Was passiert mit Idealen in den Mühlen der Realpolitik? Das ist eine der Fragen, die Regisseur Roger Vontobel an das Stück „Die Jungfrau von Orleans“ von Friedrich Schiller stellt. Es sei gleichzeitig ein Versuch, sich nicht nur dem Mythos „Johanna“ zu nähern, sondern auch der historischen Figur, der Frau. Dazu habe Vontobel als Material die historischen Prozessakten herangezogen und der von Schiller intendierten romantischen Tragödie eine Art Rahmenhandlung angedeihen lassen. „Aber der Text wird immer noch zu 90 Prozent Schiller sein“.
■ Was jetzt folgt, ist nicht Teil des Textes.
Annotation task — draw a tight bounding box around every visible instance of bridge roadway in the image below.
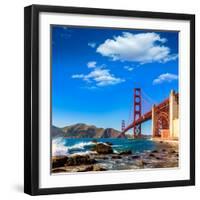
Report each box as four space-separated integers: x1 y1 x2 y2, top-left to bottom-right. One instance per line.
122 98 169 134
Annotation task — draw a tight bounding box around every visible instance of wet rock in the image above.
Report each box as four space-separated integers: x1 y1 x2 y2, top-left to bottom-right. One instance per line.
119 150 132 155
93 165 106 171
112 155 122 159
51 168 66 173
77 165 93 172
93 143 113 154
156 157 162 160
135 160 147 168
169 149 176 154
105 142 113 146
52 156 68 168
149 153 156 158
65 154 96 166
92 140 97 144
132 155 140 159
151 150 158 153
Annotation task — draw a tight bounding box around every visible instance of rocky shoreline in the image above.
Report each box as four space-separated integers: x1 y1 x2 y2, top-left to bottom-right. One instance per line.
51 140 179 173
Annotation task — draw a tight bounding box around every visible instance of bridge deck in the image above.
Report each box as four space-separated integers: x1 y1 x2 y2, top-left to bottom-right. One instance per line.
122 98 169 134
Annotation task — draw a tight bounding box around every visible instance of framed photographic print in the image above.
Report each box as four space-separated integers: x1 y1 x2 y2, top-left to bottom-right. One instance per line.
24 5 195 195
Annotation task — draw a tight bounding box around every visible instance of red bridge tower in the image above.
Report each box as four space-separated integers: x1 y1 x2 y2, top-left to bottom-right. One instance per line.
133 88 142 138
121 120 125 132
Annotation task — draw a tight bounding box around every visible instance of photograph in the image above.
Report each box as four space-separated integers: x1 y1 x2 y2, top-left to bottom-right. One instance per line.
50 24 179 175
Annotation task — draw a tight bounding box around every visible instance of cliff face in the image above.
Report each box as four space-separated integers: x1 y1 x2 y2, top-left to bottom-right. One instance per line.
51 124 123 138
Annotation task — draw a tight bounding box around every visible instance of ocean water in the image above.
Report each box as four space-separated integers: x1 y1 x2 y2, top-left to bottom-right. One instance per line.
52 137 155 156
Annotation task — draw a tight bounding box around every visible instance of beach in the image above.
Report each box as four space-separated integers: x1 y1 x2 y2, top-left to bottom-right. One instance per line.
51 139 179 173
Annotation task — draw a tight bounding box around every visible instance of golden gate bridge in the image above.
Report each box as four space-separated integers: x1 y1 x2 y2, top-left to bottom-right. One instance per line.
120 88 179 139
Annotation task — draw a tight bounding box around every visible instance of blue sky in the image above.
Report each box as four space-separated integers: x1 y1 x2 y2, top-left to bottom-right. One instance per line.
52 25 178 133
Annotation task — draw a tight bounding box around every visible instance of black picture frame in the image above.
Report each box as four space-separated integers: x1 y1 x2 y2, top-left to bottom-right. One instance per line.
24 5 195 195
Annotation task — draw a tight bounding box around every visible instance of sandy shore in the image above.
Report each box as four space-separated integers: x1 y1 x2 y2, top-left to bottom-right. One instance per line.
52 140 179 173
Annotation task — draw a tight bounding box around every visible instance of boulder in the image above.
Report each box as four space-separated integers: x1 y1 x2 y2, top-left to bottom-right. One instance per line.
119 150 132 155
93 165 106 171
93 143 113 154
132 155 140 159
151 150 158 153
65 154 96 166
52 156 68 168
112 154 122 159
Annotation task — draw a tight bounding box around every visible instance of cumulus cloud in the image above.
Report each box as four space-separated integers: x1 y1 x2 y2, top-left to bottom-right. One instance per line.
87 61 97 68
153 73 178 85
88 42 96 48
96 32 177 64
124 65 134 72
72 68 125 86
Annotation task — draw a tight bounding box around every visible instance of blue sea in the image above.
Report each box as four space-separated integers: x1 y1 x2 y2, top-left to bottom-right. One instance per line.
52 137 156 156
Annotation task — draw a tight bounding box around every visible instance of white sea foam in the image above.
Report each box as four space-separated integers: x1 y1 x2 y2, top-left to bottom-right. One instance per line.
52 137 69 156
52 137 94 156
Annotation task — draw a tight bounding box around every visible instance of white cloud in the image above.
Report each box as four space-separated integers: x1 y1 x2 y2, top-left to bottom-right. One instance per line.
96 32 177 64
88 42 96 48
87 61 97 68
72 74 84 78
72 68 125 86
153 73 178 85
124 66 134 72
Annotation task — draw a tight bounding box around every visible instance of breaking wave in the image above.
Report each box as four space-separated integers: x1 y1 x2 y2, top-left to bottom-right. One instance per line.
52 137 94 156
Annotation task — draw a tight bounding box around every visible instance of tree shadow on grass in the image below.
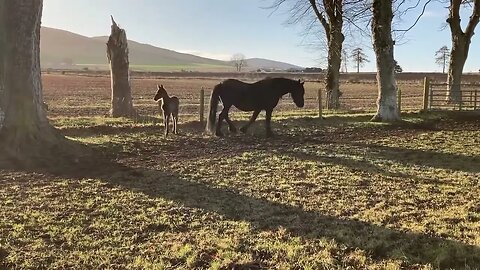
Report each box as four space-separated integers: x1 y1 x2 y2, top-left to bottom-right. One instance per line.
33 149 480 269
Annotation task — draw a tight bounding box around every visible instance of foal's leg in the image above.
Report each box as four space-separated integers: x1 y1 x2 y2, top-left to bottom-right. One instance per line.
173 111 178 134
240 110 260 133
265 109 273 138
215 104 231 137
164 113 170 137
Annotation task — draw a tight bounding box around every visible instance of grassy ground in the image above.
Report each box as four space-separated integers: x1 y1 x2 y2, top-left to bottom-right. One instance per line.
0 110 480 269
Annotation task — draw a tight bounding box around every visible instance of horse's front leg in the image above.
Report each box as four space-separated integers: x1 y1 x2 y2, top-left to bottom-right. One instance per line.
265 109 274 138
240 110 260 133
225 113 237 133
163 113 170 137
173 113 178 134
215 105 230 137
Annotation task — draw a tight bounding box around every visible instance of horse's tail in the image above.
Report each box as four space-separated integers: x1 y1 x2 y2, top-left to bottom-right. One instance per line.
205 83 222 133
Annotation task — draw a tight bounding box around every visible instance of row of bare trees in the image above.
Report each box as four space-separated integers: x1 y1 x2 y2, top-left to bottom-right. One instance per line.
272 0 480 121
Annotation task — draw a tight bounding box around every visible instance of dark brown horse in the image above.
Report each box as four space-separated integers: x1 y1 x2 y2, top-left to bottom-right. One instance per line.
206 78 305 137
153 85 180 137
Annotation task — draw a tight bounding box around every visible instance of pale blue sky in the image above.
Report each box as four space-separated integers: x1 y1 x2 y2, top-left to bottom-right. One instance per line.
42 0 480 72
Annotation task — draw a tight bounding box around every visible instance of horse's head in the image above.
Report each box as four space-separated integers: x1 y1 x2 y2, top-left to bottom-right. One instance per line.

Zentral wird dabei die Frage sein, wer (oder was) diese Johanna denn nun war. Ein einfaches Bauernmädchen, eine Hexe, eine Märtyrerin, eine Amazone, eine Gotteskriegerin, gar eine Heilige oder doch nur eine Hochstaplerin? Wie kann man das alles sein, ohne schizophren oder wahnsinnig zu werden? Eine Antwort darauf wäre, dass sie alles sein kann, jedenfalls insoweit, wie die Mächtigen der Welt sie jeweils nach ihren ureigenen Interessen dazu machen - sie quasi inszenieren. „Die Inszenierung ist Teil der Inszenierung“, sagt Vontobel. Und die Frage, wie denn eine Johanna persönlich damit klarkomme, was sie da so tut, aus Glauben und Idealismus heraus: Töten und Krieg führen.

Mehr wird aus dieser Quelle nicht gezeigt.